September 28, 2016 | No Comments
The State Department has agreed to process for public release in advance of the election almost 3,000 pages of Hillary Clinton’s emails recovered by the FBI during their recently closed investigation into Clinton’s private server arrangement.
A federal judge previously ordered State to review 1,050 pages of the Clinton messages before the election.
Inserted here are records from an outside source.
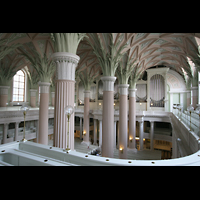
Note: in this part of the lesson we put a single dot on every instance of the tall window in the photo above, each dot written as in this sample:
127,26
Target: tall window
18,86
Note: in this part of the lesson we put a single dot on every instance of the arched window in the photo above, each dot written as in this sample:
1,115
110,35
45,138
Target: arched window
19,86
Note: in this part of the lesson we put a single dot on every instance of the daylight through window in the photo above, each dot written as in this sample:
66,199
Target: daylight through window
18,86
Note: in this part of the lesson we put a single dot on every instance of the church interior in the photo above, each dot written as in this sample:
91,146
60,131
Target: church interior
70,99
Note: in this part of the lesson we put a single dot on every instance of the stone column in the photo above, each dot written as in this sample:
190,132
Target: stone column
86,123
132,118
95,132
5,132
16,131
52,98
181,100
43,113
141,127
81,128
118,134
188,97
151,134
114,134
3,95
123,120
33,98
171,102
64,95
37,131
100,133
194,96
108,116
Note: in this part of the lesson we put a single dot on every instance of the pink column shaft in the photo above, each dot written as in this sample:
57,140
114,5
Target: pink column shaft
43,118
86,124
123,124
64,95
132,122
108,124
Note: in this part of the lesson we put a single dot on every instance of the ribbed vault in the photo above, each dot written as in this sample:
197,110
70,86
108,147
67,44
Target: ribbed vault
149,49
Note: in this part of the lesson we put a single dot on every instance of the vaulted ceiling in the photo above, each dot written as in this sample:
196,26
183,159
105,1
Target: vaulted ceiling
150,49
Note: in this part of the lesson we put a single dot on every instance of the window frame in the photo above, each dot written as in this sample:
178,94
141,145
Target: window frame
24,95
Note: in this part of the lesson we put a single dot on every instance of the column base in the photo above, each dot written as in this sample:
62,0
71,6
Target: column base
85,143
133,150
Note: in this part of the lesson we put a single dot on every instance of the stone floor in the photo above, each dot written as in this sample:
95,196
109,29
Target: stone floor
138,155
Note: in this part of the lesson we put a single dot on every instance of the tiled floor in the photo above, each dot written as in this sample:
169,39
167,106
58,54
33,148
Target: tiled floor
139,155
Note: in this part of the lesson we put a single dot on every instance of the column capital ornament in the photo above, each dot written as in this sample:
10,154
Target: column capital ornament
87,93
4,90
108,83
123,89
44,87
132,92
66,64
33,92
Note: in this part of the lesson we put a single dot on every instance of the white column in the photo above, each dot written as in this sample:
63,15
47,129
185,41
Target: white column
123,120
118,134
100,133
3,95
52,98
95,132
43,113
81,128
108,116
148,93
115,134
194,91
5,131
141,125
188,97
151,134
33,98
181,99
16,130
66,64
166,97
174,145
171,102
86,123
132,118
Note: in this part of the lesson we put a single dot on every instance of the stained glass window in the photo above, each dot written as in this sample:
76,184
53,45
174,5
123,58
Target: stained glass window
18,86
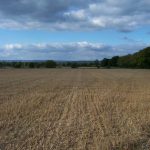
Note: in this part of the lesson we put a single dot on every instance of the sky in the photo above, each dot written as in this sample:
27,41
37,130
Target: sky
72,29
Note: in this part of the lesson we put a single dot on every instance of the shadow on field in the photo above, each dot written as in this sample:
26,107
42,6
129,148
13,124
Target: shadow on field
142,143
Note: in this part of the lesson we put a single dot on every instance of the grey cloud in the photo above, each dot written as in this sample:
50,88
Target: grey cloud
66,51
124,15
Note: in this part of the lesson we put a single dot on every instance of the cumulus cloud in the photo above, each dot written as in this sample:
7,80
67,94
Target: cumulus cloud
124,15
65,51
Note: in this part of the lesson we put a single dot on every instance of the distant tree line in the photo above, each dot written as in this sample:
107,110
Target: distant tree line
140,59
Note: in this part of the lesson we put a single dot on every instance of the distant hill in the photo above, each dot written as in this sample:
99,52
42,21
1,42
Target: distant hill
139,59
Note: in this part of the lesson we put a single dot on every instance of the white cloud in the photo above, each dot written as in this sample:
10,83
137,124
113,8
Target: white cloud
66,51
124,15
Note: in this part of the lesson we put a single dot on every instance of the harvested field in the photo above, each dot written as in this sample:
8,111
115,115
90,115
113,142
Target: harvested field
74,109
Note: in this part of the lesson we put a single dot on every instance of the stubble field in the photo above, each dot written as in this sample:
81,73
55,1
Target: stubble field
74,109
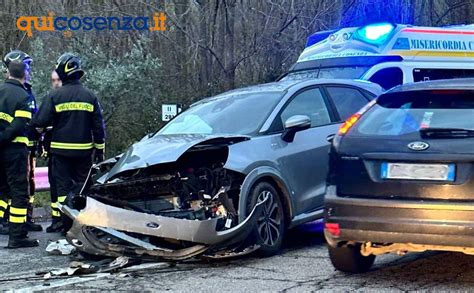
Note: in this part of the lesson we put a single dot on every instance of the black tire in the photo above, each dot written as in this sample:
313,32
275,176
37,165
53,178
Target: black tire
270,228
349,259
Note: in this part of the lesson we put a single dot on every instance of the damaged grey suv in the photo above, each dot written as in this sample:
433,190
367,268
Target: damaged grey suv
226,177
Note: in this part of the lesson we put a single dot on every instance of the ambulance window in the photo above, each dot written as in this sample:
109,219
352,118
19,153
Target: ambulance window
434,74
388,77
347,100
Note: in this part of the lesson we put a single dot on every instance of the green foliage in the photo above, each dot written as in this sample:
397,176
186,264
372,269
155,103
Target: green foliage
127,88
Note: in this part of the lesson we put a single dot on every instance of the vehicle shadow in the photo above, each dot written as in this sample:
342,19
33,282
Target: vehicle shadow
418,271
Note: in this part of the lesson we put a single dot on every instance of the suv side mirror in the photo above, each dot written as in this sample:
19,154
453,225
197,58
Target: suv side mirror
293,125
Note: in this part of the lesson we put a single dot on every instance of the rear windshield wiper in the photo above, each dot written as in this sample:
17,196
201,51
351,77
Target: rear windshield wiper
446,132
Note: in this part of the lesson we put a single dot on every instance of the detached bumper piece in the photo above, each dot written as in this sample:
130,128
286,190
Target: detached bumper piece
101,229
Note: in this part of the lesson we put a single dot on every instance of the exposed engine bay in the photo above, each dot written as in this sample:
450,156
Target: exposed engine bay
171,210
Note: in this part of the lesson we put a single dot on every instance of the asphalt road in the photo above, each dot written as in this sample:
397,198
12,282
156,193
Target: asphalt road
303,266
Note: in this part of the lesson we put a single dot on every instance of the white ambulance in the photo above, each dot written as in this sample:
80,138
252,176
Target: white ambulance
388,54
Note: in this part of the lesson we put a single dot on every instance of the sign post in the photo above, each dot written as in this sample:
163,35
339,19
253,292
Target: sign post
168,111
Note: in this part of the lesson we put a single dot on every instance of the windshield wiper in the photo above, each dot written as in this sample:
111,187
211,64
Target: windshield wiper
446,132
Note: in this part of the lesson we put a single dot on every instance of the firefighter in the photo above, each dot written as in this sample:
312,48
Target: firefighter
45,143
15,113
32,135
78,133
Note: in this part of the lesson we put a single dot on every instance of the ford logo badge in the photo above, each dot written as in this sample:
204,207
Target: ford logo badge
153,225
418,146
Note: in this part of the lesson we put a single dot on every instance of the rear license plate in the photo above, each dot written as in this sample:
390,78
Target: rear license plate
437,172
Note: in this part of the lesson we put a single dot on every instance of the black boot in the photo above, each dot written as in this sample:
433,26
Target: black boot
21,242
32,226
56,227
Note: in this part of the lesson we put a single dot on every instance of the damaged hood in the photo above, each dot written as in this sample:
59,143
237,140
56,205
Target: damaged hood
161,149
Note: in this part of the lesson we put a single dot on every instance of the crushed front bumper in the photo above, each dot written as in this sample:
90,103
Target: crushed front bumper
389,221
122,224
The deal that State and Vice News reporter Jason Leopold submitted to two other federal judges Wednesday will add 1,850 pages to those already scheduled for processing.
The release of the records seems certain to provide more unwelcome “drip, drip, drip” for the Clinton campaign, but many of the messages could emerge so close to the election that they’ll be caught up in the last-minute frenzy of coverage and back-to-back political events.
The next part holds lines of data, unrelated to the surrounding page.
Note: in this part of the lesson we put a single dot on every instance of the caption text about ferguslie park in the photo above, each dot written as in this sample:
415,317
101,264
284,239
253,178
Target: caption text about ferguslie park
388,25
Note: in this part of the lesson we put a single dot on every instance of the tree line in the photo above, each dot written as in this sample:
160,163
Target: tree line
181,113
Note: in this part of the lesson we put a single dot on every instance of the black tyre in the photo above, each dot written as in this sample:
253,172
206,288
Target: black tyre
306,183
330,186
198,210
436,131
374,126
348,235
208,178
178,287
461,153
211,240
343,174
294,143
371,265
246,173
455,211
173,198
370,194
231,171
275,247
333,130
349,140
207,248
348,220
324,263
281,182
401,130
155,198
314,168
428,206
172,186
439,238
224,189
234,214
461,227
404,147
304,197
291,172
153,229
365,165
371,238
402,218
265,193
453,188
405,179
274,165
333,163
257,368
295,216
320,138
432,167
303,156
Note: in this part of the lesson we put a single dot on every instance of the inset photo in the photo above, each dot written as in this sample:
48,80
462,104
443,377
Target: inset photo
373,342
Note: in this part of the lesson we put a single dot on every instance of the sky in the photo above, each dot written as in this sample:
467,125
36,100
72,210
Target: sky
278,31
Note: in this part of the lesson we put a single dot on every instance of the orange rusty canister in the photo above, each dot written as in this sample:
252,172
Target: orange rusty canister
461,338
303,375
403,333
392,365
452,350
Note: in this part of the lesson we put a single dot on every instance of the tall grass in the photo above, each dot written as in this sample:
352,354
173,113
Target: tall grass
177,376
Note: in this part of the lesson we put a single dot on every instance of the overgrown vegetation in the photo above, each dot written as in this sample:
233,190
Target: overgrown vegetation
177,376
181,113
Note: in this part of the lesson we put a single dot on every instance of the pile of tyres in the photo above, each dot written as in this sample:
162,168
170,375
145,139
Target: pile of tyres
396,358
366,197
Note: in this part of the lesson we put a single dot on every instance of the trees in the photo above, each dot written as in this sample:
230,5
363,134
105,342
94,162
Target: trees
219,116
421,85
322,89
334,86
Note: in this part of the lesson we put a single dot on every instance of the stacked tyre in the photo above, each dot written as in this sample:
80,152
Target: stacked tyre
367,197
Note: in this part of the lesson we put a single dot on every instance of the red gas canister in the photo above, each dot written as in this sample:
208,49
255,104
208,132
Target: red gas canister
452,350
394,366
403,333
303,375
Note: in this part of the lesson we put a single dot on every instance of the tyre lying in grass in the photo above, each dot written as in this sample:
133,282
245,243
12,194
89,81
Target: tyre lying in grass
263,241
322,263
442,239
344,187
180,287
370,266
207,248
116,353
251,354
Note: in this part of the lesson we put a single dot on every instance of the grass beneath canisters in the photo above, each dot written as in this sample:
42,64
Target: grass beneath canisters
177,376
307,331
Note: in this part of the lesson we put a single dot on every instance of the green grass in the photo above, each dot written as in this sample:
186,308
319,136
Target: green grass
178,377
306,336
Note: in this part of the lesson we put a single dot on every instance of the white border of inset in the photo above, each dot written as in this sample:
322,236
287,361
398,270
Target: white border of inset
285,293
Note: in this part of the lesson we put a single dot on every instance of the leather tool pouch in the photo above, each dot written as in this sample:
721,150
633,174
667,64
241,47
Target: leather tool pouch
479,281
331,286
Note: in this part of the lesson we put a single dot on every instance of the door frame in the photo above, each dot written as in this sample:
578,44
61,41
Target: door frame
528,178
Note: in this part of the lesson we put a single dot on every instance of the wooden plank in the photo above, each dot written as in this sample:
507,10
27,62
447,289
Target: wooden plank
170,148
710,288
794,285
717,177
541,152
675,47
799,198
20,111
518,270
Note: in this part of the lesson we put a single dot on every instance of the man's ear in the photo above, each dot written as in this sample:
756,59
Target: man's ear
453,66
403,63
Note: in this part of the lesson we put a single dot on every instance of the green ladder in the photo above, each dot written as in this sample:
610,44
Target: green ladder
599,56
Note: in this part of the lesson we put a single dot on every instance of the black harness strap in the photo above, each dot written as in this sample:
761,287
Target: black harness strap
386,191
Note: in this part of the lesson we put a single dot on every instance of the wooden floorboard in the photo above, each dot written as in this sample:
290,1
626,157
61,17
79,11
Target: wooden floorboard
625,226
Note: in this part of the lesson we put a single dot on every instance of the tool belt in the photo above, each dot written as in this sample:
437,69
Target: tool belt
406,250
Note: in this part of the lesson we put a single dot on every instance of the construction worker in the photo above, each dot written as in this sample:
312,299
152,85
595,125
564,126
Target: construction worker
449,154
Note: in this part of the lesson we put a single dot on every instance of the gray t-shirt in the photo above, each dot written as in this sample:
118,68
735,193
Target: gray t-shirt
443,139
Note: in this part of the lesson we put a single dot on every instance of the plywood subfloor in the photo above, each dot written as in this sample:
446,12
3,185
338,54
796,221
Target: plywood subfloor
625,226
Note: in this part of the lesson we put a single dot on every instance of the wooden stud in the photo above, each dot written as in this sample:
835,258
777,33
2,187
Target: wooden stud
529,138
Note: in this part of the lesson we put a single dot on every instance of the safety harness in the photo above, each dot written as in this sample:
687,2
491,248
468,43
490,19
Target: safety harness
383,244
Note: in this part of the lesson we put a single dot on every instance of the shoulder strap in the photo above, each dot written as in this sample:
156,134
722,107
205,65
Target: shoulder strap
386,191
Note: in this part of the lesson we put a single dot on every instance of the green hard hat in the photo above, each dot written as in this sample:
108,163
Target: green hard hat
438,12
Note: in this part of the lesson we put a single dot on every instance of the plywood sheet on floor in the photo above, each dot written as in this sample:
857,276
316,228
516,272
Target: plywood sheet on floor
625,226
The new agreement calls for the releasable portion of the additional 1,850 pages to be made public on State’s website on Nov. 3. The existing schedule, in a case brought by conservative group Judicial Watch, calls for processing sets of 350 pages for posting on each of three days: Oct. 7, Oct. 21 and Nov. 4.
Negotiations toward the deal were first reported Monday by POLITICO. To strike the latest agreement, Leopold offered to defer receipt of other Clinton-related records State was under court order to review in a Freedom of Information Act suit he filed last year.
“Mr. Leopold is pleased he was able to offer a solution that will increase transparency in a victory for the voting public. Mr. Leopold sacrificed productions due to him regarding the aspect of his FOIA request seeking the records of Secretary Clinton’s top aides,” said Ryan James, an attorney for the journalist.
While State has now agreed to process 2,900 pages of the FBI-found emails by the election, far fewer than that may actually be made public by then. State officials have said their initial appraisal deemed about 5,600 messages sent over by the FBI to be work-related, which could amount to more than 10,000 pages. However, about half those messages could be duplicates and some could still be determined to be personal and withheld in their entirety.
The order proposed Wednesday also allows State to count toward its processed pages messages that are referred to other government agencies for review. In theory, State could produce or process more pages than the orders require, but the agency appears unlikely to overshoot by much given its complaints about strained resources.
The set of 54,000 pages of messages Clinton turned over to State in late 2014 was made public in a process that wound up in February of this year. The new messages were recovered by the FBI from various sources, including old computer equipment used by Clinton and her aides. Messages retained by others but not by Clinton are also believed to be part of the FBI collection.